When Josh came to visit at my house, my dad asked a question that to Josh sounded something like this: “Josh, hour yir spah dirs?”

“Excuse me?” Josh asked.

“I said, ‘hour yir spah dirs?’”

This exchange continued similarly for a couple more volleys, until Josh had spent all of his “I’m sorry, I still didn’t catch that” tokens without understanding yet what my dad was saying to him. Rather than asking Dad to repeat it again, Josh paused a moment, I believe to contemplate his chances of a successful dash out the front door.

“Josh, he’s asking how your spiders are,” my mom finally said.

I don’t even notice my parents’ Southern accents. They’ve lived in Pennsylvania for over thirty years now, but they brought some parts of North Carolina and Florida with them that haven’t ever left. Josh could understand Mom because Florida is barely even in the South; it’s like Maryland with Disney World and old people. The South kind of stops at Georgia and heads west until you reach the place in the Texas desert where people start saying “you guys” again.

“Oh, oh, they’re fine. Thank you for asking,” Josh replied. Later, he said to me, “Dude, I need subtitles to talk to your dad.” He should hear my dad when we visit family down South. Every mile traveled on I-95 thickens the accent just a little bit more.

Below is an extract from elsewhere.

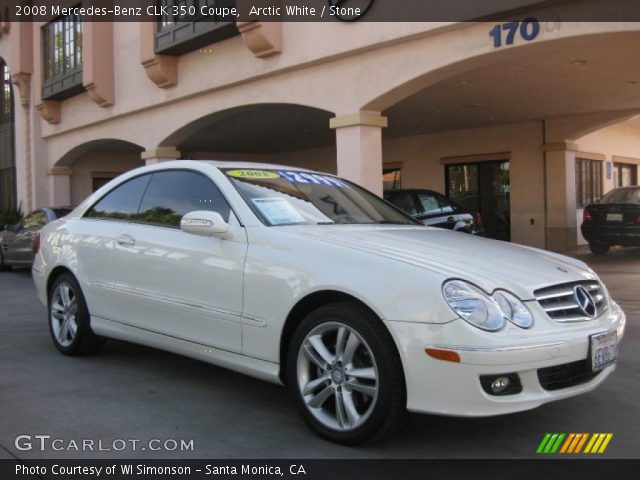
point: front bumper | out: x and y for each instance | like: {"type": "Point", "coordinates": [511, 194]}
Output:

By the time we get there, “split” is very nearly a two-syllable word. When people up North inquire about the origins of Dad’s accent, his favorite answer is: “it’s from Southern Pennsylvania.”

I thought of all this recently as I traveled down South for work. Besides being surrounded by my favorite accent in the world, I was pleased to find that Southern people don’t relish running down pedestrians like we do in the North. In the North, we have to play real-life Frogger to get to the other side of the street. You can actually hear cars revving their engines when you step into a crosswalk, like all drivers see when they look at you is a waving checkered flag.

I think a diploma from Penn State should carry just a little more weight when employers consider the Darwinian implications of a graduate successfully crossing College Avenue every day for several years.   This is one of the reasons that Penn State diplomas carry the Latin phrase “E veritas destinies childus” at the bottom, which translates to: “I’m a survivor, not gon’ give up. Not gon’ stop (what). Keep on survivin’.”

When you’re walking on a sidewalk in the South, if you have the thought, “I might just venture over to that crosswalk here in the next couple of minutes,” traffic will come to a screeching halt, the smell of burnt brake pads wafting into the air.

Southern parents probably just tell their kids, “It’s a big waste of time to look both ways before you cross the street, so don’t even bother.”